Er hat freilich eine Wertentscheidung getroffen, die so radikal ist, dass ich sie nicht mittragen, schon gar nicht für sie nicht mein Leben opfern wollte – auch im Sinne einer endlosen Einsperrung.  Was ihn angeht, so habe ich den Eindruck, er hat seine Aufgabe erfüllt: Das Manifest ist in der Welt, sein Vermächtnis, auf einem bizarren Weg zwar, und es hat gerade deshalb bereits einen deutschen Filmautor gefunden und damit auch einen Verlag, die es vielleicht aus der spinnerten Internetecke holen können. Mehr Leute werden es lesen als zugeben, es getan zu haben. So wie Ted Kaczynski unsere Aussichten beurteilt und wertet, kann ihm das, was ihm nun geschieht, nicht so wichtig sein. Er machte an keiner Stelle den Eindruck, Epikuräer zu sein. Asket ist er, und einer, der Opfer nicht scheut, weil er sie ohnehin an allen Ecken wahrnimmt.

Die von ihm empfohlene Taktik erinnert mich an die Trotzkisten (wenigstens der Siebziger Jahre): Sie waren berüchtigt, mit Hintergedanken alle möglichen Dinge zu unterstützen, die ein geradliniger Linker ablehnte. So rät es Ted Kaczynski zu tun: Konspirieren, agitieren und abwarten – so haben schon Generationen von Revolutionären ihr Leben verbracht. Nur die Glücklichen wie Lenin und Trotzki wurden durch die Ereignisse in die Mitte der Geschichte gespült. Und die Revolution hat ihre Kinder gewöhnlich irgendwann gefressen, so wie das Meer seine Fischer verschlingt.

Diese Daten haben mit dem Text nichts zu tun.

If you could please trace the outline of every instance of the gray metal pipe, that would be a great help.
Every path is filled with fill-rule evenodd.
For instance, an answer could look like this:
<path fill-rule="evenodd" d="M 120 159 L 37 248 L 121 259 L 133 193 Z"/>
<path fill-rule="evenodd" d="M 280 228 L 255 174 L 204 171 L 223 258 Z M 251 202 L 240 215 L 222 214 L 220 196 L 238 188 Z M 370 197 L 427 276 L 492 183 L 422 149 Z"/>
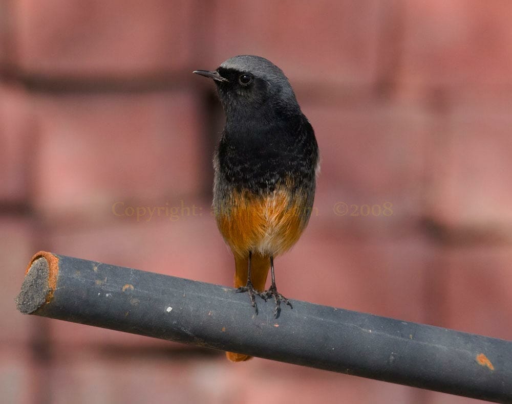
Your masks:
<path fill-rule="evenodd" d="M 23 313 L 512 402 L 512 342 L 298 301 L 275 319 L 271 302 L 258 298 L 256 315 L 234 290 L 40 252 L 16 301 Z"/>

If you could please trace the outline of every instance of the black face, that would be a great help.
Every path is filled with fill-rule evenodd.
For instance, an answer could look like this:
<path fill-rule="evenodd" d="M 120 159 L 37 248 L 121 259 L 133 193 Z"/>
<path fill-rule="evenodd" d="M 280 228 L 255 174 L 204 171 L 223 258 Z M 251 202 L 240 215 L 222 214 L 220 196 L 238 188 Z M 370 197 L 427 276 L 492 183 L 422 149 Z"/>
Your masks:
<path fill-rule="evenodd" d="M 232 69 L 219 68 L 217 71 L 229 80 L 229 82 L 215 81 L 221 101 L 226 109 L 231 110 L 235 106 L 245 109 L 259 109 L 269 101 L 273 89 L 263 79 L 250 72 Z"/>

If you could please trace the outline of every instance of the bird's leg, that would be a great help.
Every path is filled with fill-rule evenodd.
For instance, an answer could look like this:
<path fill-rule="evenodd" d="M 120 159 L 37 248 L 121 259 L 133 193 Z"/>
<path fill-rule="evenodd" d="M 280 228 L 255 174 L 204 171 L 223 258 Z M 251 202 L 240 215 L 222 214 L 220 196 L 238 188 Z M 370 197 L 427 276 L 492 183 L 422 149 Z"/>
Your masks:
<path fill-rule="evenodd" d="M 254 287 L 251 281 L 251 260 L 252 258 L 252 252 L 249 252 L 249 260 L 247 264 L 247 283 L 245 286 L 240 286 L 237 289 L 237 293 L 242 293 L 247 292 L 249 294 L 249 298 L 251 300 L 251 306 L 254 308 L 256 314 L 258 314 L 258 306 L 256 305 L 256 301 L 254 297 L 258 294 L 258 291 L 254 289 Z"/>
<path fill-rule="evenodd" d="M 270 285 L 270 287 L 268 290 L 265 290 L 264 292 L 260 294 L 260 296 L 265 300 L 271 296 L 273 296 L 274 300 L 275 302 L 275 308 L 274 309 L 274 317 L 277 318 L 279 317 L 279 313 L 281 310 L 281 304 L 282 301 L 284 302 L 290 308 L 293 308 L 293 307 L 292 307 L 290 301 L 278 292 L 278 288 L 275 287 L 275 275 L 274 274 L 274 257 L 271 255 L 270 256 L 270 273 L 272 275 L 272 284 Z"/>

Das Ende des Textes ist blass, nicht der große Knaller. Im Gegenteil: Ted entschuldigt sich bei seinen Lesern und verläuft sich in Beiläufigkeiten, so wie einer, der kein Ende findet. Propaganda will er ja auch nicht machen. Er schenkt uns reinen Wein ein (soweit ich das beurteilen kann), er ist schließlich eine ehrliche Haut.

 

(1) Montreal 1994; deutsch: Noam Chomsky – Wege zur intellektuellen Selbstverteidigung – Medien, Demokratie und die Fabrikation von Konsens. Trotzdem Verlagsgenossenschaft 2001)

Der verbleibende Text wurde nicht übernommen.